C'est un casting assez improbable et plutôt réjouissant qu'on retrouve dans cette sorte de "road trip" version Coen, mettant toujours plus en avant un travail non négligeable sur les personnages secondaires (notamment Roland Turner, interprété par John Goodman, hilarant au possible).
Cependant, le style Coen semble apporter à Inside Llewyn Davis une sorte d'irrégularité temporelle, qu'on pourrait soit associer à un choix artistique pour accompagner le caractère divergent du personnage, soit à un manque de temps pour raconter une histoire
initialement simple, mais qui ensuite tend à se perdre dans les lacunes de l'esprit de l'indépendant, induisant une cascade de revers de la société, dont Davis a épuisé les ressources.
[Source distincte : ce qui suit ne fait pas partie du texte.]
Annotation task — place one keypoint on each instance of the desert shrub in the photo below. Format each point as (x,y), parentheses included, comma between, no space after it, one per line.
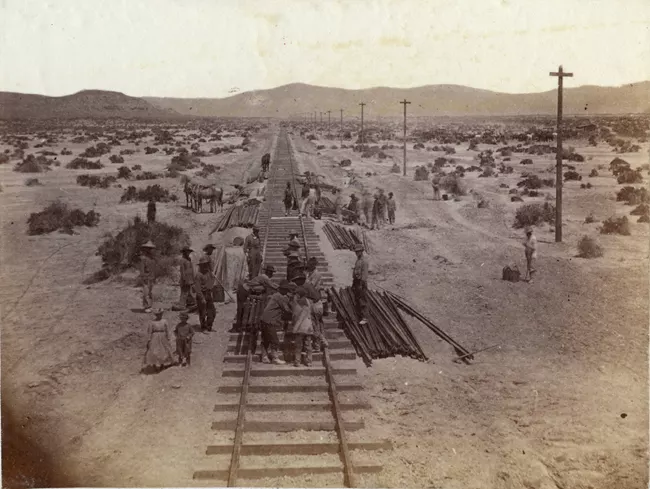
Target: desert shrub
(534,182)
(588,247)
(32,182)
(453,184)
(421,173)
(96,151)
(59,216)
(96,181)
(84,163)
(615,225)
(571,175)
(633,196)
(641,210)
(533,214)
(123,250)
(152,192)
(124,172)
(630,176)
(32,164)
La déstructure temporelle mise de côté, on retrouve pour le bonheur de nos yeux des plans travaillés à la fois visuellement, mais également symboliquement, notamment grâce à une illustration quasi omniprésente de la notion de contraste (par la lumière, les habits,
la prise de vue...) et un soucis du détail épatant sur les mimiques des personnages.
Enfin, cette épopée insolite est enveloppée et rythmée d'un registre musical de haute qualité, en phase avec le musicien rebelle.
C'est au final une belle mélancolie qu'illustrent les frères Coen dans Inside Llewyn Davis, appuyée sur des personnages variés et unique, mais dégradée par un logique narrative pas toujours rigoureuse.